Seismic Anchoring in New Zealand
New Zealand is one of the most seismically active countries in the world, located on the Pacific Ring of Fire. The entire country is affected by earthquakes leading to significant peak ground acceleration (PGA), in parts over 1.0g. As proven more recently the town of Kaikoura had a 7.8 magnitude event that resulted in one fatality and major damage to critical infrastructure. This earthquake had the highest PGA ever recorded in New Zealand at 3g. And more famously, the Christchurch earthquakes of 2010/2011 resulted in 186 fatalities (115 of whom died in the Canterbury Television building collapse), which were measured at 7.1 and 6.2 magnitude respectively.
Although smaller in magnitude than previous earthquakes, the resulting devastation from the Christchurch event was caused by other factors. Most obviously, the epicentre was closer to Christchurch CBD and it was shallower at just 5km underground. On top of that it was a busy weekday lunchtime, with the CBD full of people.
From an engineering and geotechnical point of view, the buildings that collapsed were said to have been already weakened by previous tremors and the PGA in some locations was extremely high (at 2.2g, i.e. 2.2 times the acceleration of gravity) – simultaneous vertical and horizontal movement made it almost impossible for many buildings to stay intact, especially for non-seismically-designed heritage ones. In addition, there was a massive liquefaction occurrence—around 400,000 tonnes of silt—which created a degree of ground instability rarely seen anywhere in the world.

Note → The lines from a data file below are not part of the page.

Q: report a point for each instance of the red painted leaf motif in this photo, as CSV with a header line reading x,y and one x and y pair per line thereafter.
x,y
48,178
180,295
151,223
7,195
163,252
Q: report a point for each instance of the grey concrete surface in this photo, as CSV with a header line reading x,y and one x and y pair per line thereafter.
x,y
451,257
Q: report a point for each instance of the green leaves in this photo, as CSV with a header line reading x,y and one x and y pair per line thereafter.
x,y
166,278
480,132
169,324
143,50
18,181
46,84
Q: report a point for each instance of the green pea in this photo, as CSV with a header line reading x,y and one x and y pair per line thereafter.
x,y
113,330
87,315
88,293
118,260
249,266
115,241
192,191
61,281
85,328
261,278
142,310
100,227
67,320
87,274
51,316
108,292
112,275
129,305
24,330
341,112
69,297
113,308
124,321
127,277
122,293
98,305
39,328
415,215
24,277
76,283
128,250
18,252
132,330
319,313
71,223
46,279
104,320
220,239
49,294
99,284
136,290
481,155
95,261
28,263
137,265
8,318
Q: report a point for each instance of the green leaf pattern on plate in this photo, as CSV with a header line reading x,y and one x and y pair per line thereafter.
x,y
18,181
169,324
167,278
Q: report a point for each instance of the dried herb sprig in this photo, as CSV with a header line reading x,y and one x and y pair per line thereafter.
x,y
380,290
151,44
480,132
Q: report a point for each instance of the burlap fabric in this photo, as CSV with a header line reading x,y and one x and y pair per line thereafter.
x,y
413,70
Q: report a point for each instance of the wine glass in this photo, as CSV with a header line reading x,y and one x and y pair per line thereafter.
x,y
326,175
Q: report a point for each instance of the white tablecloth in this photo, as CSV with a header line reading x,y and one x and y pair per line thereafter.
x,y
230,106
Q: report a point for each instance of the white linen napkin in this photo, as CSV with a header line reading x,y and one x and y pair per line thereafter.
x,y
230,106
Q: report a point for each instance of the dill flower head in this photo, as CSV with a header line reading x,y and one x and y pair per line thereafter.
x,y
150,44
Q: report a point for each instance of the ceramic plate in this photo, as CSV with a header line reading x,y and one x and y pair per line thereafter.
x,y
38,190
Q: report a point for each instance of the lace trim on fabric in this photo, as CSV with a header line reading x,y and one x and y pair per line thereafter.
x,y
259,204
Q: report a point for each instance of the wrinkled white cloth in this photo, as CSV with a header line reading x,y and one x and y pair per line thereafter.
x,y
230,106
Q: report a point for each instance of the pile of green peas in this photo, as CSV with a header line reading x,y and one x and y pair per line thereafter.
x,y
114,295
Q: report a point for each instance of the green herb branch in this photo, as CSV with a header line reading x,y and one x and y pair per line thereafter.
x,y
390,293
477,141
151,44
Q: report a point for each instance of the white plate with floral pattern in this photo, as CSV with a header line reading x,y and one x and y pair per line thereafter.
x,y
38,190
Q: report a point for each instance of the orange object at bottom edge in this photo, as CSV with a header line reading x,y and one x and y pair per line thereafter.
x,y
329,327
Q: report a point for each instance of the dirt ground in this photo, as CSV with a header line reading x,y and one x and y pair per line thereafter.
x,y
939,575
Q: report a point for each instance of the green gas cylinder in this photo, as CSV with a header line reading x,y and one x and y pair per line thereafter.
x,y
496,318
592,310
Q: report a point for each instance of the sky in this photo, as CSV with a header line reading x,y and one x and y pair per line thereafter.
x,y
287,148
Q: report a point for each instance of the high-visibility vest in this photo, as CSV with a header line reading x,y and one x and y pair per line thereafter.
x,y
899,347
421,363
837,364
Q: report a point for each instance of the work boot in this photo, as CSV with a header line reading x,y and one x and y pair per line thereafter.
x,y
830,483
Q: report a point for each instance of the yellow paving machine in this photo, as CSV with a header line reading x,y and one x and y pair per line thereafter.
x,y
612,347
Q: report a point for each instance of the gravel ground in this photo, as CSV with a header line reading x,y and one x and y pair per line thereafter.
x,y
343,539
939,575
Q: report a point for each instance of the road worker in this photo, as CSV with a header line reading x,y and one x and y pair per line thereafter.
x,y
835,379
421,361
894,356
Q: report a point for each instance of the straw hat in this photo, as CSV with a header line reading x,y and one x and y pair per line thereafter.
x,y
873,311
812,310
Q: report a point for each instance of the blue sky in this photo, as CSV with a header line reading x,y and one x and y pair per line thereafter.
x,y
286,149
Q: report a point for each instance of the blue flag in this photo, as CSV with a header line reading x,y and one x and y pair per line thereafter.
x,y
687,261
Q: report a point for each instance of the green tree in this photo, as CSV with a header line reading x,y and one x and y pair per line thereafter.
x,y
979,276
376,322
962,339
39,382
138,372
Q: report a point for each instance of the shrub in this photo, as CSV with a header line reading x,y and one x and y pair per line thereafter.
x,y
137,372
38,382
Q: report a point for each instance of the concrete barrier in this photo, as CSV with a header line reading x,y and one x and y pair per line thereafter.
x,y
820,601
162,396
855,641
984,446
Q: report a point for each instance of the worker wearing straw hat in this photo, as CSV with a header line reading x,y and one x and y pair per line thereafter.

For building design and construction, these earthquake risk factors create the need for a very stringent building code across New Zealand, which has been implemented for many decades for structures. However, connections with post-installed anchors into concrete did not have a standard that considers reduction in strength of fasteners in cracked concrete during an earthquake. More recently both ICC-ES (USA) and ETA (Europe) anchor qualifications have been referenced in NSZ 3101 for seismic anchor design. Unfortunately, many buildings in Christchurch, and many other places in New Zealand, were built before implementation of modern standards.
Delving deeper and more specifically into this code, it is compulsory to use only seismically-tested and approved construction anchors in New Zealand, especially in concrete connections and structural components. Because of the stricter guidelines and hence more time required for seismic design, structural engineering fees are high in New Zealand – often double that of a country like Australia whose PGA for an event with 500-year return period is roughly just one tenth of that in New Zealand, which still poses the potential for high-damage earthquakes as it is.
Costs aside, the reasons for using seismically-approved construction anchors are developed as a result of how they behave under earthquake conditions. However, many existing anchors from reputable suppliers are already seismically rated and will not necessarily impose an increase in cost.
And the choice of whether to use a strictly mechanical or chemically-embedded style of anchor depends on load transfer principles at play. Within the mechanical realm, it is then a matter of choosing torque-controlled expansion anchors, screw anchors or displacement-controlled expansion anchors.
Of course, the complexity lies in how the anchor reacts and performs during a seismic event. In general, displacement-controlled expansion anchors are not suitable for seismic load, whilst torque-controlled expansion anchors, screw anchors and chemical anchors are. The reasons for this lie within the research carried out by engineers who help to inform the national standards for the fasteners’ use.
Moving forward, it is important that only seismic-approved anchors be used in construction in New Zealand—whether it be buildings, public infrastructure, or bridge projects.